Assume that the central bank lowers the discount to increase the nation's monetary base. If the nation has highly mobile international capital markets and a fixed exchange rate system, what happens to the quantity of real loanable funds and monetary base in the context of the Three-Sector-Model? State your answer after the macroeconomic system returns to complete equilibrium.
a. The quantity of real loanable funds rises and monetary base rises.
b. The quantity of real loanable funds rises and monetary base falls.
c. The quantity of real loanable funds and monetary base fall.
d. The quantity of real loanable funds and monetary base remain the same.
e. There is not enough information to determine what happens to these two macroeconomic variables.
Question 2 - If a nation experiences a significant improvement in technology that affects only Aggregate Supply, then its:
a. Average price level and real GDP should remain constant until there is a change in Aggregate Demand.
b. Average price level and real GDP should fall.
c. Average price level and real GDP should rise.
d. Average price level should fall, and real GDP should rise.
e. Average price level should rise, and real GDP should fall.
Question 3 - Assume that the central bank lowers the discount to increase the nation's monetary base. If the nation has highly mobile international capital markets and a fixed exchange rate system, what happens to the real GDP and net nonreserve-related borrowing/investing in the context of the Three-Sector-Model? State your answer after the macroeconomic system returns to complete equilibrium.
a. Real GDP remains the same and net nonreserve-related borrowing/investing becomes more negative (or less positive).
b. Real GDP rises and net nonreserve-related borrowing/investing becomes more negative (or less positive).
c. Real GDP falls and net nonreserve-related borrowing/investing becomes more positive (or less negative).
d. Real GDP and net nonreserve-related borrowing/investing remain the same.
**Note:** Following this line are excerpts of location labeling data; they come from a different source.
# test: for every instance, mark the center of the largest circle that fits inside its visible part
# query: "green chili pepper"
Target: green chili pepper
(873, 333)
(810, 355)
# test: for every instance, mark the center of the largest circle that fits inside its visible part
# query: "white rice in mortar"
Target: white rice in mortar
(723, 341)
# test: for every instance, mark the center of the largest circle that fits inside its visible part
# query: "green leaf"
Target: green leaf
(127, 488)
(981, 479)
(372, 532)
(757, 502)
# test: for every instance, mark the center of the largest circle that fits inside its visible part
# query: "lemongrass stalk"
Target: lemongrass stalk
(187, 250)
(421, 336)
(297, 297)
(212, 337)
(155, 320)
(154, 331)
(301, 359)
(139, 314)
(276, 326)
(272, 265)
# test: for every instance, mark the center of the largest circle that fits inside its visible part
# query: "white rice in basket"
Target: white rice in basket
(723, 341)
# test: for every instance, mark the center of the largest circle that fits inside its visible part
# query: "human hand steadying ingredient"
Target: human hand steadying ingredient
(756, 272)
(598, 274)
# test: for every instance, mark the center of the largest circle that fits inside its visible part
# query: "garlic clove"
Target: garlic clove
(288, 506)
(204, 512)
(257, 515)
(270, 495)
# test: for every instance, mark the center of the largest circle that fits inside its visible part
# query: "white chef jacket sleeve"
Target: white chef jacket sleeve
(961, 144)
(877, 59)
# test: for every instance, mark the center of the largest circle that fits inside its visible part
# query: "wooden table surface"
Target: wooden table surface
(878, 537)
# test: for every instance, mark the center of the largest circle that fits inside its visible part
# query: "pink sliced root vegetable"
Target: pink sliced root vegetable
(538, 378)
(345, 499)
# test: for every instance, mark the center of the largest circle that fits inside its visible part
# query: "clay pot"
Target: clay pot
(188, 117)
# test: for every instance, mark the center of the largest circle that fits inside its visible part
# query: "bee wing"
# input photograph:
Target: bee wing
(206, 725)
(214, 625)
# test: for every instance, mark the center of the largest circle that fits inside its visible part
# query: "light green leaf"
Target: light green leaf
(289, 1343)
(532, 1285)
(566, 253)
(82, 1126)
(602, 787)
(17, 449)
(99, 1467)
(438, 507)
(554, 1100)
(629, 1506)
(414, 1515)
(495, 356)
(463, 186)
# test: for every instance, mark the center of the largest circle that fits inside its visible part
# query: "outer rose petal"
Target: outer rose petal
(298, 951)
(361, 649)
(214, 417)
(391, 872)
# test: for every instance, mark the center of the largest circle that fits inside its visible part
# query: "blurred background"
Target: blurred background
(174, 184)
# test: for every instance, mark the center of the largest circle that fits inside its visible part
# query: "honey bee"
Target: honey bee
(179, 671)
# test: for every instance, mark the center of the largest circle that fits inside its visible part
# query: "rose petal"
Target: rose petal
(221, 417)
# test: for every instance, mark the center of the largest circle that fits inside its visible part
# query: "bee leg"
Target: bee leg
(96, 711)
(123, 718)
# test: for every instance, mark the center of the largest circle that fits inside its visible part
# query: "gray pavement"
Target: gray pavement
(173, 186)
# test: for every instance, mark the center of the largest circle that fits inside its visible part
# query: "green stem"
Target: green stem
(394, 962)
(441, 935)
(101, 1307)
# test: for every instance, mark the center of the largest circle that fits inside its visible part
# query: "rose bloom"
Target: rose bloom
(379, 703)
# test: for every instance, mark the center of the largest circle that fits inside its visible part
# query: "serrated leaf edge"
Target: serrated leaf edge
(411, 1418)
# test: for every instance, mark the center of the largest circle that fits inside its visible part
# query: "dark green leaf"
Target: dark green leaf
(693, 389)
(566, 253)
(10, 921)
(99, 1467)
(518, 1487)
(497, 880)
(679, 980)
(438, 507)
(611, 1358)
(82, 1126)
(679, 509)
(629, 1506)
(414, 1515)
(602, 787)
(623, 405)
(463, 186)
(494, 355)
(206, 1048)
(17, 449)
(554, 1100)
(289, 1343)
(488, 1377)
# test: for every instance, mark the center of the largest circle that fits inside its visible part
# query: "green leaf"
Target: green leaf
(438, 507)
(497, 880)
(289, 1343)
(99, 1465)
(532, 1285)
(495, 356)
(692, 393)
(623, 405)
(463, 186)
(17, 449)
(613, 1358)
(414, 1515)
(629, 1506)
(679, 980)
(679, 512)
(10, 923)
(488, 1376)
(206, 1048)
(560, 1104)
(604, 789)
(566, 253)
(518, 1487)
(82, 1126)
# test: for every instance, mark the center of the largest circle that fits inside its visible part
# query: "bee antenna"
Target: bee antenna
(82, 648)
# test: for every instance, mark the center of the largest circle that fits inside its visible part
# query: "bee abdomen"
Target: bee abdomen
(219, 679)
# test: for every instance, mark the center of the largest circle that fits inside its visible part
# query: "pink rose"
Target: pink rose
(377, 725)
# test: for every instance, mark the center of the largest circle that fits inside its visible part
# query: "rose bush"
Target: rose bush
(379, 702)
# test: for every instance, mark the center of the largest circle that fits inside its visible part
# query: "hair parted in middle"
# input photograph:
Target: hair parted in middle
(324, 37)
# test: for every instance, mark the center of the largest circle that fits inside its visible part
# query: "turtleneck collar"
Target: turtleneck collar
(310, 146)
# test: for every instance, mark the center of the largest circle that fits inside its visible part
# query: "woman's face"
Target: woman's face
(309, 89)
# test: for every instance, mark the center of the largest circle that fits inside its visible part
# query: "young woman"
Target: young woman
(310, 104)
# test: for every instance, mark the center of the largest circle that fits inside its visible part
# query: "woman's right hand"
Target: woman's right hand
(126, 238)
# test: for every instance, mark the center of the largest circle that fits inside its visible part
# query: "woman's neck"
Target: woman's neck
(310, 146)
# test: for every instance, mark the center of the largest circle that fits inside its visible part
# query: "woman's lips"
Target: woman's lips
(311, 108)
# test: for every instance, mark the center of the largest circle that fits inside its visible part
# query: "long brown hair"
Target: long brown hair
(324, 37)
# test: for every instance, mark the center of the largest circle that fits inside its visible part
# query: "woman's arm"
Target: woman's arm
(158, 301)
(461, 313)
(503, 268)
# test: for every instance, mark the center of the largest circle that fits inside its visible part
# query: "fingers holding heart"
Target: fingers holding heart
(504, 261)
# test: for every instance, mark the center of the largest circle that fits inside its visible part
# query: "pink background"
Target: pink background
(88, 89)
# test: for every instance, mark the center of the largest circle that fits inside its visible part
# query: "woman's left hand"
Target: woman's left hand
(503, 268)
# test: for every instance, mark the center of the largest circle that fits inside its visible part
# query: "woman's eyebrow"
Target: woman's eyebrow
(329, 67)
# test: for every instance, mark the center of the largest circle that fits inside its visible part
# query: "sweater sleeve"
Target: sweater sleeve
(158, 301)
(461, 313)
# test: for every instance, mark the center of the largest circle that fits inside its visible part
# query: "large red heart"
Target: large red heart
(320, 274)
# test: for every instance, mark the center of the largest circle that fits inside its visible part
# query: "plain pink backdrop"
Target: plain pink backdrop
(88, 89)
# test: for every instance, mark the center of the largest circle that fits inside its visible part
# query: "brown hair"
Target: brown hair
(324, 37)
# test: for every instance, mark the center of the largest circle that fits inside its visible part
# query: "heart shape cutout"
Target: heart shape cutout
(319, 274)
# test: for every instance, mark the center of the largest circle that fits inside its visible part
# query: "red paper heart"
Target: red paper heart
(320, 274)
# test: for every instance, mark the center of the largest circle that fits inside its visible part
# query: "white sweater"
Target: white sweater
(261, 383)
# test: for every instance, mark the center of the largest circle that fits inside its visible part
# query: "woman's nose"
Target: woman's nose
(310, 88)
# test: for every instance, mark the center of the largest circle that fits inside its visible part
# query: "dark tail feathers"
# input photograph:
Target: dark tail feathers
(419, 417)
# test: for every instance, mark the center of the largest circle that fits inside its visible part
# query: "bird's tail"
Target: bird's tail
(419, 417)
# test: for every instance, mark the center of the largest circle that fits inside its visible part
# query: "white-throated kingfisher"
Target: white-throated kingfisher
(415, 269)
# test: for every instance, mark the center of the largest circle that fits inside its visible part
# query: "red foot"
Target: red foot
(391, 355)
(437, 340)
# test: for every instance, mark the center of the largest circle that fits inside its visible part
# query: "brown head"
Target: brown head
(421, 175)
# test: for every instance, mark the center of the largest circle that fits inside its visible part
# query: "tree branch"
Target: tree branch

e. There is not enough information to determine what happens to these two macroeconomic variables.
Question 4 - An increase in a nation's wealth causes its:
a. Aggregate demand to fall, the average price level to fall, and real GDP to rise.
b. Aggregate supply to rise, the average price level to rise, and real GDP to rise.
c. Aggregate demand to rise, the average price level to rise, and real GDP to rise.
d. Aggregate supply to fall, the average price level to rise, and real GDP to fall.
e. Aggregate demand to fall, the average price level to fall, and real GDP to fall.
Question 5 - Assume that the central bank lowers the discount to increase the nation's monetary base. If the nation has highly mobile international capital markets and a fixed exchange rate system, what happens to the real GDP and the monetary base in the context of the Three-Sector-Model? State your answer after the macroeconomic system returns to complete equilibrium.
a. Real GDP rises and monetary base rises.
b. Real GDP rises and monetary base falls.
c. Real GDP and monetary base fall.
d. Real GDP and monetary base remain the same.
e. There is not enough information to determine what happens to these two macroeconomic variables.